Les albums se suivaient. Mon bras s’étant engourdi, Lesbrouf m’en tournait les pages. J’admirais ces mains dans la sienne, ces phalanges, ces ongles. Il y en avait de carrés, d’ovales, de pointus, de ronds, de rongés, de bordés de deuil.

C’était beau, fourmillant, infini, dégueulasse.

Il me produisit, pour conclure, les deux « clous » de sa collection, serrés à part, dans des pochettes de maroquin : une poignée de main de Napoléon Ier et une poignée de pied de Khrouchtchev.

Rêveur, j’opinai.

— Etes-vous certain de l’authenticité de ces documents, monsieur Lesbrouf ? lui demandé-je, sachant que j’allais le faire bondir.

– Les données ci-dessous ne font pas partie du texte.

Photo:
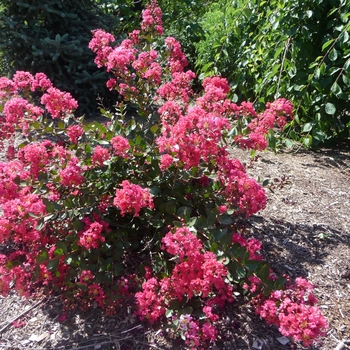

Je n’eus pas droit à un « bond », mais à un triple saut périlleux en arrière.

— Comment osez-vous me poser une telle question ! tonitrua mon hôte. N’est-ce pas chaque fois la main que voilà qui se trouve dans celle de la célébrité ?

— Si fait, alors je me demande si vous n’auriez pas commis quelques erreurs de classement. J’ai eu le privilège d’assister à des concerts de Yehudi Menuhin et je n’ai jamais remarqué qu’il lui manquât le médius et l’annulaire de la main droite ; de même, je me flatte de parfaitement connaître la grande Michèle Morgan et je vous jure qu’elle n’a pas de gros doigts aux ongles ébréchés, recouverts de poils noirs frisés.